Past, Present, Future…

‘It has been said ‘time heals all wounds.’ I do not agree. The wounds remain. In time, the mind, protecting its sanity, covers them with scar tissue and the pain lessens. But it is never gone.’
Rose Kennedy

Before stepping foot into your future world of dating, its really important to clear your mind from your past relationships and ensure you have an understanding of what happened, why it happened and what your present state of mind feels about it. I have been on dates where I have spent over 50% of the time with that person, almost as a relationship counsellor, to help them understand what happened in their past relationship, how their ex might be feeling and what my thoughts are on it. Not the ideal way to spend a date, and if this happens to you, then let that tell you they need time to heal! An ex doesn’t need to be mentioned on a first date. It should be fun, flirty and exciting. However we must all understand that relationships and break ups are tough. Both parties need to take time to reflect on a chapter closing and like Rose Kennedy states, not all wounds will heal, even with time. We carry them forward with us, always, like battle scars from a war.
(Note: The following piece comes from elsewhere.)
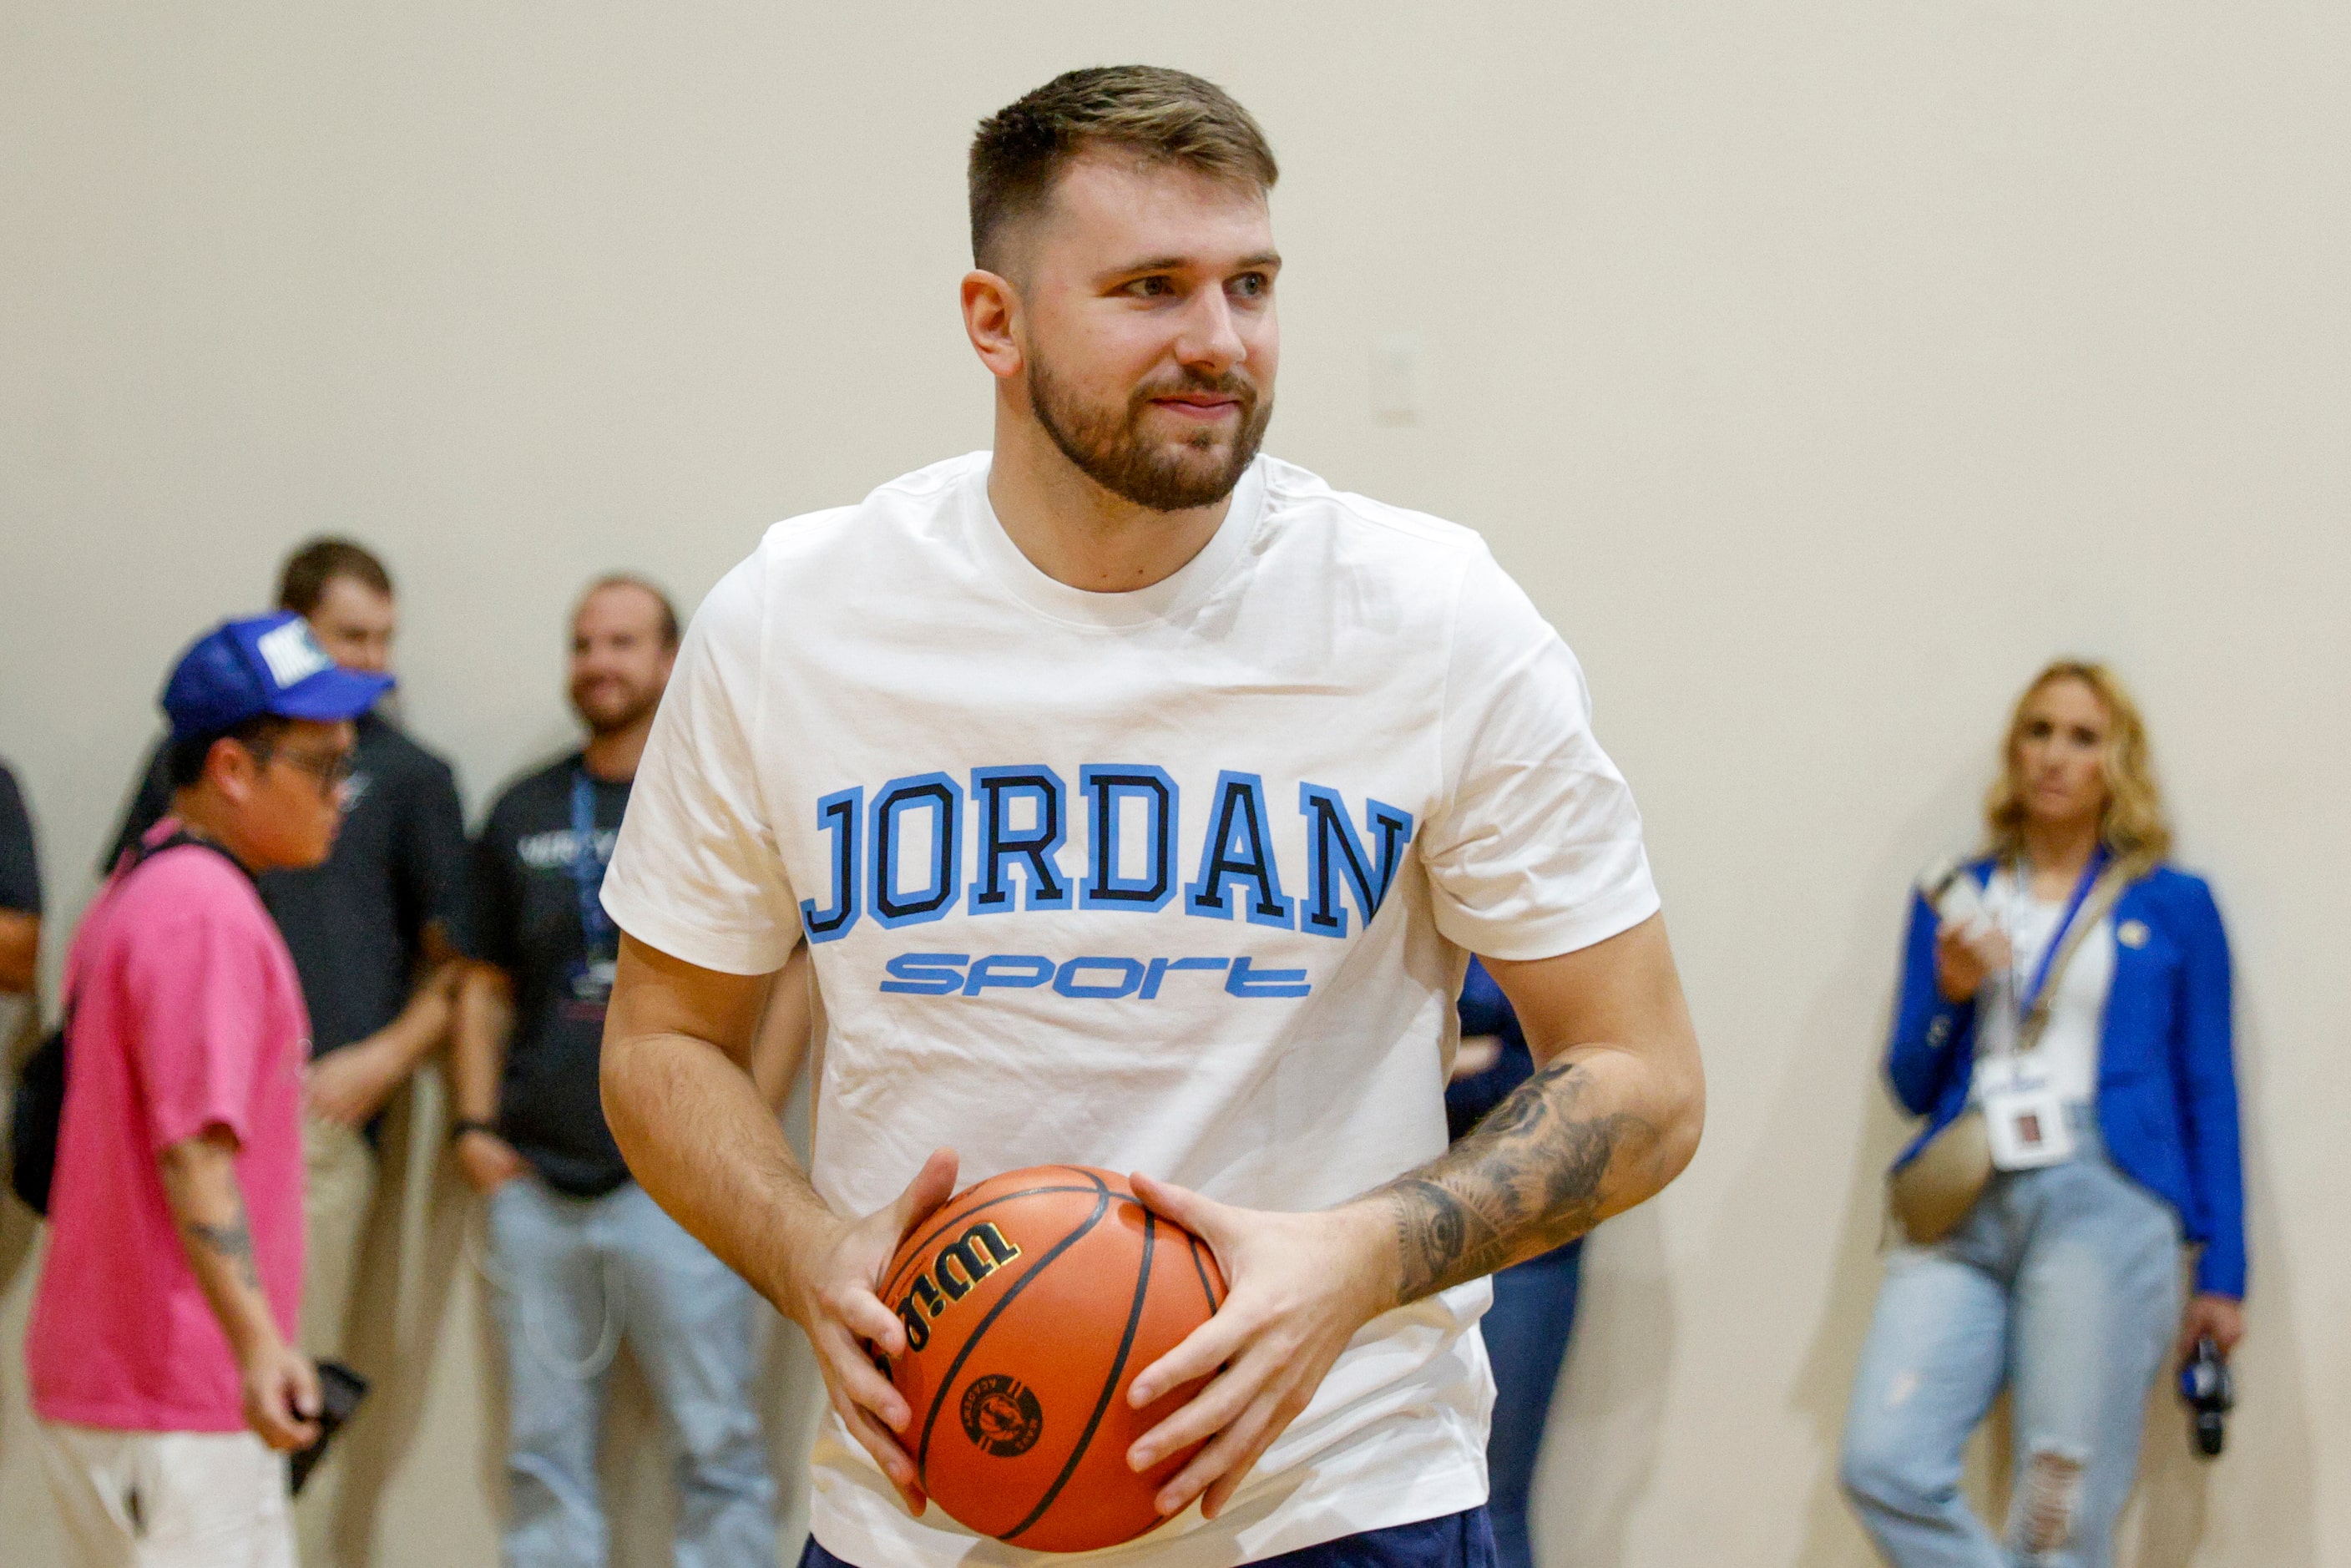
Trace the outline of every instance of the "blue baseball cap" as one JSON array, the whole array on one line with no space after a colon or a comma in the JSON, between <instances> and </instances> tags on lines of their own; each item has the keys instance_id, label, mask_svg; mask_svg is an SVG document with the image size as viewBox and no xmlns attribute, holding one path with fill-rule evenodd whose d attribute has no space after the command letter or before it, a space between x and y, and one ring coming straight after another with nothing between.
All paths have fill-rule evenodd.
<instances>
[{"instance_id":1,"label":"blue baseball cap","mask_svg":"<svg viewBox=\"0 0 2351 1568\"><path fill-rule=\"evenodd\" d=\"M249 718L357 718L392 689L390 675L327 657L291 611L224 621L196 639L163 684L173 740L217 735Z\"/></svg>"}]
</instances>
Your past relationships and experiences will make you the person you are today, but to understand what went wrong, why those relationships have ended and why you are now single, you must confront it, take time and think. Don’t rush into dating, don’t use others to help you clear your head or distract you from what is really going on. It’s running away from your problems and brushing them under the carpet while potentially hurting someone new. At some point you will need to face it, head on. Have courage to do this sooner rather than later.

Pain from relationships and break ups, however they ended and whether you ended it or not, are tough. Everyone deals with it in their own way and its important to be respectful of that. We all take different lengths of times to deal with any situation. No length of time or emotions you are feeling is wrong. Allow yourself the time and to feel what you need to feel in order to move forward.

Ask yourself what lessons you have learnt from your relationship, your break up and your actions.

Reconnect

‘No one saves us but ourselves. No one can and no one may. We ourselves must walk the path’

Buddha

One sign of coming out of an unhealthy relationship is that we lose our own identity. Even in healthy and happy relationships we compromise and give up hobbies, opportunities and experiences to ensure time with our loved one.

Being single allows you time to rediscover yourself, your likes, your dislikes, your hobbies, your independence, that we all once craved for when growing up.

Spending time by yourself is a really clear way to start learning about yourself again. Being comfortable in your own space, in your own time, is really important. Enjoy the simple questions, where you no longer have to compromise; What do YOU want to eat? What do YOU want to watch on TV? What do YOU want to do on the weekend?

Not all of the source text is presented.